In order to find the location of the oil, the scientists used data from the Natural Resource Damage Assessment process conducted by the National Oceanic and Atmospheric Administration. They analyzed data from more than 3,000 samples collected at 534 locations over 12 expeditions.
So what did they find? They discovered a 1,250-square-mile patch of the deep sea floor where there was 2 to 16 percent of the discharged oil. The fallout of oil to the sea floor created thin deposits most intensive to the southwest of the Macondo well.
"Based on the evidence, our findings suggest that these deposits come from Macondo oil that was first suspended in the deep ocean and then settled to the sea floor without ever reaching the ocean surface," said David Valentine, one of the researchers, in a news release. "The pattern is like a shadow of the tiny oil droplets that were initially trapped at ocean depths around 3,500 feet and pushed around by the deep currents. Some combination of chemistry, biology and physics ultimately caused those droplets to rain down another 1,000 feet to rest on the sea floor."

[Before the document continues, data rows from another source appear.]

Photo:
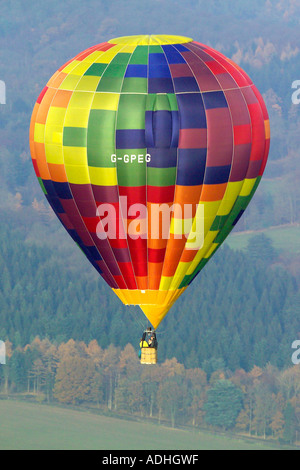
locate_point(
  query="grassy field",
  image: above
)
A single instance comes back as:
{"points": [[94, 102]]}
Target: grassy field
{"points": [[285, 239], [27, 426]]}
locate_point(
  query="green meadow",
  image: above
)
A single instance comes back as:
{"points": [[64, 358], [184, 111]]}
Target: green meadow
{"points": [[286, 239], [29, 426]]}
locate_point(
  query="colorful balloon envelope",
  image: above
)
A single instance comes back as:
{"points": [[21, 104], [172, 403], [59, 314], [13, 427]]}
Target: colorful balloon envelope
{"points": [[149, 149]]}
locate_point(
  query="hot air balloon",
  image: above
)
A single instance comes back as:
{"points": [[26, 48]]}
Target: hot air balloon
{"points": [[149, 125]]}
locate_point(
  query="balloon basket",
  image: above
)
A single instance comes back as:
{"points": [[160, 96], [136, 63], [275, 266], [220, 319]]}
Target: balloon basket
{"points": [[149, 356]]}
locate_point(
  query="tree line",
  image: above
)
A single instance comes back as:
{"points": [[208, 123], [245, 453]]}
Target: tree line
{"points": [[264, 402], [245, 306]]}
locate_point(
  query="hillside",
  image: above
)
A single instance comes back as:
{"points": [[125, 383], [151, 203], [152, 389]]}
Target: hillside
{"points": [[39, 38]]}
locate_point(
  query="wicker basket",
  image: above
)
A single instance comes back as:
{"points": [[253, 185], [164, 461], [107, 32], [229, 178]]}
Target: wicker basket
{"points": [[149, 356]]}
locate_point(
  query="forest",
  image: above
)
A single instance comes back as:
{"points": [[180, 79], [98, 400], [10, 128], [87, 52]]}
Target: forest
{"points": [[225, 349], [262, 403]]}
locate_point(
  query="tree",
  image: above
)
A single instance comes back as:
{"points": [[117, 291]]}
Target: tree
{"points": [[289, 433], [223, 404]]}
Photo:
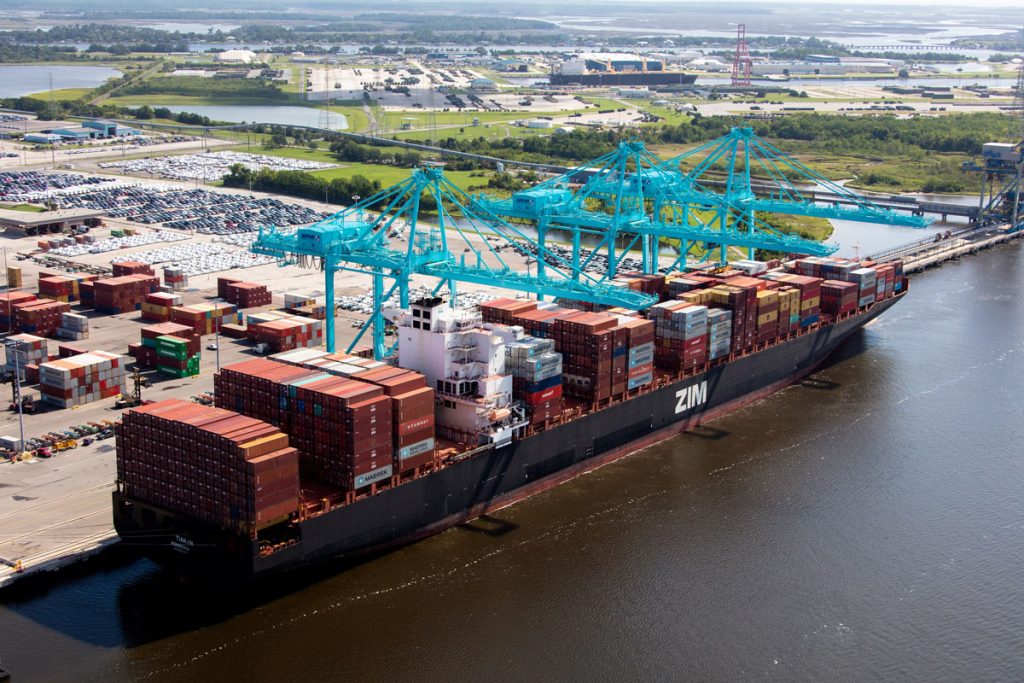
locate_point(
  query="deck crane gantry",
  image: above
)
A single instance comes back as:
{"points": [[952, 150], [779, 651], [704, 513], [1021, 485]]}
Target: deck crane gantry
{"points": [[629, 198], [741, 154], [464, 244]]}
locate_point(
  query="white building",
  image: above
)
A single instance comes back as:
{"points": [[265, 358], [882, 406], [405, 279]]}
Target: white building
{"points": [[240, 56], [464, 361], [482, 85]]}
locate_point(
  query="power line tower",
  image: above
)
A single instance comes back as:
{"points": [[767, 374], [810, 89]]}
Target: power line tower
{"points": [[325, 115], [1019, 111], [741, 63]]}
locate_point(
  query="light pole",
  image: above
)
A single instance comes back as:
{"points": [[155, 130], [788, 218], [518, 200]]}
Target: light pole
{"points": [[12, 346], [216, 332]]}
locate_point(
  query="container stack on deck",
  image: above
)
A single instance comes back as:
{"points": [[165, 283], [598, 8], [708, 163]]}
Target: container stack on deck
{"points": [[353, 425], [412, 414], [210, 464], [537, 376], [603, 354], [639, 353], [120, 295], [82, 379], [681, 334], [585, 340]]}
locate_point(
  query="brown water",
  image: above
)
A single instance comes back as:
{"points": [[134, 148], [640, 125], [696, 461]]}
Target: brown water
{"points": [[865, 525]]}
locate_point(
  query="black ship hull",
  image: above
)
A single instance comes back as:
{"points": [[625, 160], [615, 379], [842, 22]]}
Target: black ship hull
{"points": [[492, 478]]}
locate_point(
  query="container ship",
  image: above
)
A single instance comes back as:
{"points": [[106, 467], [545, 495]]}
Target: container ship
{"points": [[604, 70], [308, 456]]}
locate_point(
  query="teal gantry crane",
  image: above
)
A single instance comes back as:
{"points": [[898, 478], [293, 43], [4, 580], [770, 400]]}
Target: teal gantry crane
{"points": [[629, 199], [463, 244], [782, 184]]}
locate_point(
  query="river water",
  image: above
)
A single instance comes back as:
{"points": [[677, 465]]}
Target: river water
{"points": [[864, 525]]}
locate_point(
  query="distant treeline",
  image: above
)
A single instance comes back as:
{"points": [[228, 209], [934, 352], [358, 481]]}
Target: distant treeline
{"points": [[93, 33], [302, 184], [965, 133], [198, 86], [20, 53], [346, 150]]}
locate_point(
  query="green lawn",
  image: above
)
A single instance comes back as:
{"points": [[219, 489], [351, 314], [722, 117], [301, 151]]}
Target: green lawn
{"points": [[391, 175], [28, 208], [67, 94], [165, 100], [388, 175]]}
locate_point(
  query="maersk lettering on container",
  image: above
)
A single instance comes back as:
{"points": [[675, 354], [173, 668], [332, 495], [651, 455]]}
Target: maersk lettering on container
{"points": [[689, 397]]}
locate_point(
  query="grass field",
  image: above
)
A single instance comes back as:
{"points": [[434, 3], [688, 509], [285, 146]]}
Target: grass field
{"points": [[68, 94], [28, 208], [388, 175]]}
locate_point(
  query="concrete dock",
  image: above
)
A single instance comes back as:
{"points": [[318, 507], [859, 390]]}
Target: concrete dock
{"points": [[55, 511]]}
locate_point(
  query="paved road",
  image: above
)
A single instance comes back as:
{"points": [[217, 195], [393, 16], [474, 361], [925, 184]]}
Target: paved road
{"points": [[52, 508]]}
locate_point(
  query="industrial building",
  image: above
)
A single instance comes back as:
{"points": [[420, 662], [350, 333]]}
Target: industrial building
{"points": [[610, 69], [482, 85], [42, 138], [245, 56], [841, 68], [27, 223], [75, 133], [110, 129]]}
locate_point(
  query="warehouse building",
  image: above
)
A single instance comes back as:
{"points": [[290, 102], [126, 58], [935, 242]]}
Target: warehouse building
{"points": [[75, 133], [42, 138], [244, 56], [23, 223]]}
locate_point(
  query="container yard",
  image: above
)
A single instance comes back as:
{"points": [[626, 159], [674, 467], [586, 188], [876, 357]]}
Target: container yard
{"points": [[514, 375], [507, 373]]}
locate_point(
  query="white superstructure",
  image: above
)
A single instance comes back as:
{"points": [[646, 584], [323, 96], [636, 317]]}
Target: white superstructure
{"points": [[464, 361]]}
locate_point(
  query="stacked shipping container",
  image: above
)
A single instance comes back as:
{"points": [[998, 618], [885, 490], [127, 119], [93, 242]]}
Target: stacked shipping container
{"points": [[204, 318], [120, 295], [24, 350], [41, 316], [243, 294], [351, 431], [213, 465], [82, 379]]}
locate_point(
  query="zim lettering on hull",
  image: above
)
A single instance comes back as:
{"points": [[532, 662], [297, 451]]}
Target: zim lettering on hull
{"points": [[691, 396]]}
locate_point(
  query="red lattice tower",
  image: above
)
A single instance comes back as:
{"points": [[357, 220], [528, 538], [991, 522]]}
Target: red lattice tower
{"points": [[741, 65]]}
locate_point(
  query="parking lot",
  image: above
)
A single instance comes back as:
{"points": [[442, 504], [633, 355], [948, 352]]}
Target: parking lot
{"points": [[194, 210], [210, 166]]}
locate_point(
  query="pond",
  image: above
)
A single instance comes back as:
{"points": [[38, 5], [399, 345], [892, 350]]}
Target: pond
{"points": [[25, 80]]}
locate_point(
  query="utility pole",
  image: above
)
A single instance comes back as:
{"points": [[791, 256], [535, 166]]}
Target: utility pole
{"points": [[12, 345]]}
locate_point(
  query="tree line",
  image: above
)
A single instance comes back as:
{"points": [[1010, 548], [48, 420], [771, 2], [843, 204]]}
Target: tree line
{"points": [[302, 184]]}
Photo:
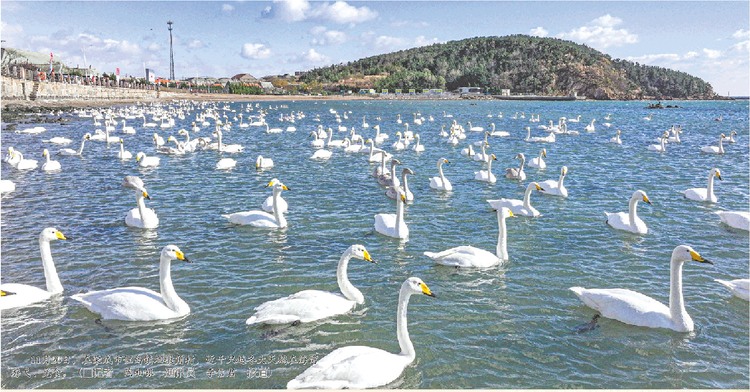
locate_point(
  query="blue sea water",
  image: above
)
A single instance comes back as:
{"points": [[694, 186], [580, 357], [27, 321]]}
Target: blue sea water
{"points": [[512, 326]]}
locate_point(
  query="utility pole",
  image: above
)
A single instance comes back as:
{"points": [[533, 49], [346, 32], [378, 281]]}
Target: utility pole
{"points": [[171, 54]]}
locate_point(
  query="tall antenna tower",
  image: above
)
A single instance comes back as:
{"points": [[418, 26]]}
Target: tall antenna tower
{"points": [[171, 53]]}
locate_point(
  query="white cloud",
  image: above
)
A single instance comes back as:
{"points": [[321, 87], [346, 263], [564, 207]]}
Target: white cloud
{"points": [[322, 36], [539, 32], [299, 10], [711, 53], [253, 51], [601, 33]]}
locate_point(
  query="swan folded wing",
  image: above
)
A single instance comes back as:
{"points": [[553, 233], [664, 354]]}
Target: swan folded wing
{"points": [[352, 367], [254, 218], [22, 295], [127, 303], [464, 256], [305, 306], [627, 306]]}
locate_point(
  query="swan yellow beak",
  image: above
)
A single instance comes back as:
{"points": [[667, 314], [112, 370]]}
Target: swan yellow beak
{"points": [[181, 256], [426, 290], [367, 257], [698, 258]]}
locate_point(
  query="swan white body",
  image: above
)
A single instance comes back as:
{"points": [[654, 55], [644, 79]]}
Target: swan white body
{"points": [[634, 308], [715, 149], [137, 303], [141, 216], [359, 367], [440, 182], [739, 287], [16, 295], [519, 207], [256, 218], [538, 162], [311, 305], [517, 174], [146, 161], [556, 188], [705, 194], [486, 175], [469, 256], [393, 225], [629, 221], [50, 165], [736, 219]]}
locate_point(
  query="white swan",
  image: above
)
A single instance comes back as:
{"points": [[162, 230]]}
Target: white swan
{"points": [[142, 217], [634, 308], [661, 147], [705, 194], [50, 165], [146, 161], [715, 149], [137, 303], [16, 295], [616, 139], [556, 188], [538, 162], [517, 174], [486, 175], [263, 163], [256, 218], [359, 367], [739, 287], [629, 221], [281, 204], [311, 305], [519, 207], [123, 154], [736, 219], [469, 256], [440, 182], [393, 225]]}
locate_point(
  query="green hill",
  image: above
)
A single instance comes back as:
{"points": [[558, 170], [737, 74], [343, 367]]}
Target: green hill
{"points": [[523, 64]]}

In fact, the researchers identified hotspots of oil fallout close to damaged deep-sea corals. This supports previous findings that these corals were damaged by the oil spill.
"These findings should be useful for assessing the damage caused by the Deepwater Horizon spill as well as planning future studies to further define the extent and nature of the contamination," said Valentine. "Our work can also help to assess the fate of reactive hydrocarbons, test models of oil's behavior in the ocean and plan for future spills."
The findings are published in the journal Proceedings of the National Academy of Sciences.